Food Rules I Have Learned While Traveling

Food  Rules I Have Learned While Traveling.

“Travelers never think that they are the foreigners.’  ~Mason Cooley

You can eat sushi with your hands.

Sashimi is always eaten as a first course before sushi. You can’t eat sashimi with your hands.

Don’t eat anything with your hands in Chile.

You can eat with your hands in Burma (Myanmar). People eat food with their hands in Bangladesh, India, Nepal, Sri Lanka and Pakistan. People eat with their hands in other countries in Africa and Asia also.

Always keep your hands above the table in Mexico.

Eat only with your right hand in Egypt. (This is true for many Middle Eastern countries) Salting your food is a huge insult.

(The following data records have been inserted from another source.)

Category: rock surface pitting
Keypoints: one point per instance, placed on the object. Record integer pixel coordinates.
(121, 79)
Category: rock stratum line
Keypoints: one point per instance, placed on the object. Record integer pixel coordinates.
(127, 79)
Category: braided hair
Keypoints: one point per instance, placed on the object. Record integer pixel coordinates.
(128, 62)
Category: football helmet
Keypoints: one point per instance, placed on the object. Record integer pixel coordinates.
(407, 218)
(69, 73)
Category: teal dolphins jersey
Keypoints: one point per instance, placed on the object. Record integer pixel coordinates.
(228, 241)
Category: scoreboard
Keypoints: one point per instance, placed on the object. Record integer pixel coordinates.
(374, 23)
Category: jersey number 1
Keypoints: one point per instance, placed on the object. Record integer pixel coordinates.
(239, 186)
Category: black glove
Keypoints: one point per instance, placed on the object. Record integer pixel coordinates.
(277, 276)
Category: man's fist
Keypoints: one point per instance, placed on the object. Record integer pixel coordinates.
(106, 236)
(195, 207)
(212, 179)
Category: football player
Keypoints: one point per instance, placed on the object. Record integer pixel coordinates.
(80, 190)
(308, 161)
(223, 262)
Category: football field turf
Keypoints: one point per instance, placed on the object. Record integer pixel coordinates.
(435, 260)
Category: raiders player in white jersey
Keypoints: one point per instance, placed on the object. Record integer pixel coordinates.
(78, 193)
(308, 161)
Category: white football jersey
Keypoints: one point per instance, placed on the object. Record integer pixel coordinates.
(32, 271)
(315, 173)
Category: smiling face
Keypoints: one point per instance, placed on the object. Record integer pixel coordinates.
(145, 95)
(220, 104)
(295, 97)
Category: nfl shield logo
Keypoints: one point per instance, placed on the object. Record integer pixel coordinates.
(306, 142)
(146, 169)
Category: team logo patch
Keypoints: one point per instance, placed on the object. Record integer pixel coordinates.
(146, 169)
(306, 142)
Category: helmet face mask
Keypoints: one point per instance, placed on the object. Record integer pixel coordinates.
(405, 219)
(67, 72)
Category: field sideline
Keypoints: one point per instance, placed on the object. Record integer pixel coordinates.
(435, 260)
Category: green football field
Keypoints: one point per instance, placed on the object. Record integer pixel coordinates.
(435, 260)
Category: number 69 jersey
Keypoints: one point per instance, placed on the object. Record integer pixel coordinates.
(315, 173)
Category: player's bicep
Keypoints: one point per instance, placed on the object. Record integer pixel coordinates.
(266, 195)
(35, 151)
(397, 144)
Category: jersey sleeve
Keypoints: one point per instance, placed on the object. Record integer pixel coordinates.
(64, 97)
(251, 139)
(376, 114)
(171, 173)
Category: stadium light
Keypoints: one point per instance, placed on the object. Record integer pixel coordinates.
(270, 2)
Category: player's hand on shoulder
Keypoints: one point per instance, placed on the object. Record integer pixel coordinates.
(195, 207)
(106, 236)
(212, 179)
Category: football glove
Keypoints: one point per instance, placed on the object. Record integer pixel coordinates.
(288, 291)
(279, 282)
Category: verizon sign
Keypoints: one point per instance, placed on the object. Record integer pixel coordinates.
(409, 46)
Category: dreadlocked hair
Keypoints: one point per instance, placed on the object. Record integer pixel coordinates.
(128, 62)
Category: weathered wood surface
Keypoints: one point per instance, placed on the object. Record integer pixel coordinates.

In Germany, eat your meat with a fork. Use a knife only if it is necessary. If you eat meat with a fork, it lets the cook know the meat is tender.

Pad Thai is always eaten with a fork and a spoon. Thai people eat most of their food with a spoon in their dominant hand and a fork in the other. Chopsticks are only served for soup.

Mezze (small plates) come before a meal.

Pasta is not a main course.

In Uganda, eat fried grasshoppers with your hands like chips. In Mexico eat them on a taco with guacamole and cheese. In Thailand eat them on a stick. In Burma, peel off the head and wings and gulp.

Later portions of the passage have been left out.